Thais know who’s running for President here, they even know that Republicans are going to buy ads for Ralph Nader. (Would the Democrats ever help advertise Buchanan? For one brief, deluded moment, I’d like to think they would not.) Of course, Chai didn’t understand most of the issues, but that only put him in the same boat with most Americans and at least one of the debate participants.

But did the Thais care which section of some city along the opposite longitude from them won the “world” championship in the traditional game of Thailand’s sweatiest, clumsiest, most obese segment of tourists?

No. They did not follow the series in Bangkok.

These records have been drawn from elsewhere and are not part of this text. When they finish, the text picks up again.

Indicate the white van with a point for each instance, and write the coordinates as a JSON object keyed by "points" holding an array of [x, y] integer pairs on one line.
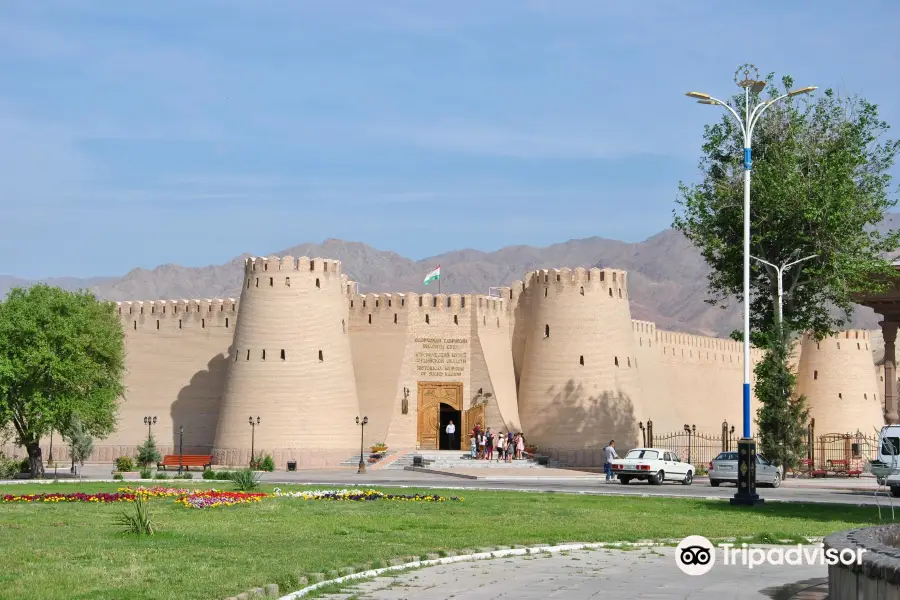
{"points": [[886, 467]]}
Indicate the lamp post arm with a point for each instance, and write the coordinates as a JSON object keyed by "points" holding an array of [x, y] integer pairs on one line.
{"points": [[744, 129], [760, 109], [796, 262]]}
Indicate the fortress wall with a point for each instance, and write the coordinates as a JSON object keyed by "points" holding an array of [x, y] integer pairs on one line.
{"points": [[438, 349], [658, 402], [519, 311], [705, 376], [579, 385], [838, 377], [176, 357], [492, 364], [379, 335], [291, 366]]}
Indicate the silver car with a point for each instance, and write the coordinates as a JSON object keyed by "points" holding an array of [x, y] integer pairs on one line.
{"points": [[723, 468]]}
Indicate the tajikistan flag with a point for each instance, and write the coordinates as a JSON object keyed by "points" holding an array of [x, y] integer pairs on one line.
{"points": [[433, 276]]}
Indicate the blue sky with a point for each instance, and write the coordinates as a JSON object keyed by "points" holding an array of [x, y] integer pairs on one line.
{"points": [[134, 134]]}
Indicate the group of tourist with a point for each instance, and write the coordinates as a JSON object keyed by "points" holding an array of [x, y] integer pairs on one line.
{"points": [[485, 445]]}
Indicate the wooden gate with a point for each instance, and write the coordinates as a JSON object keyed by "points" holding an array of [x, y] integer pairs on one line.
{"points": [[431, 395], [472, 417]]}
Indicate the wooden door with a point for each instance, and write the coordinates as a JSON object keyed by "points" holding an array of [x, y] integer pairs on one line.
{"points": [[473, 416], [431, 395]]}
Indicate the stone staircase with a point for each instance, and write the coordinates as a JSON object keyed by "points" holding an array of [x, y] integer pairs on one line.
{"points": [[353, 461], [455, 459]]}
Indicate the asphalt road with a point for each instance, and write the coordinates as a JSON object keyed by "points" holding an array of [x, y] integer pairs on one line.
{"points": [[833, 491], [854, 492]]}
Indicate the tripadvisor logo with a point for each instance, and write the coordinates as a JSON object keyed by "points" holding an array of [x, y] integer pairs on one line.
{"points": [[696, 555]]}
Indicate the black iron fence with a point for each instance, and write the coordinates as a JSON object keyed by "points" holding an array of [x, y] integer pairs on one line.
{"points": [[823, 451]]}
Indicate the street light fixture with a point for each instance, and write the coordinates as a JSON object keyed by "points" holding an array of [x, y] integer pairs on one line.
{"points": [[362, 424], [780, 270], [750, 82], [149, 422], [253, 425], [180, 448]]}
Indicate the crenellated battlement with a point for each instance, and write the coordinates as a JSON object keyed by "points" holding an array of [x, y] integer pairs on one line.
{"points": [[265, 264], [160, 315], [647, 328], [850, 339], [171, 308], [611, 282]]}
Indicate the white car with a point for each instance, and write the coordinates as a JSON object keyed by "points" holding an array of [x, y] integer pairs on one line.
{"points": [[653, 464]]}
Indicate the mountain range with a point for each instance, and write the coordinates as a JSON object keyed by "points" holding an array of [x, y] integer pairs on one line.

I don’t even think people followed it in Los Angeles.

And if anyone thinks it might be otherwise, this only goes to show the volume at which you poor souls must have been blasted with hype during the whole ordeal. My God, did that army of publicists actually convince you this series would change anything in your sad, miserable little life? Did you really believe these games would end your bitter, bitter loneliness? Did you find yourself saying, “What would Derek Jeter do in my situation?” or “If I ever met Scott Brosius at a party, would he like me? And if not, how could I force him to?”

It was only baseball. It came and it went, and your life is the same. Celebrity and spectacle are transient things. What really matters are the basics. It’s all about community, family, and finding the right girl in the right open-air bar, without waking up with all your traveler’s checks missing.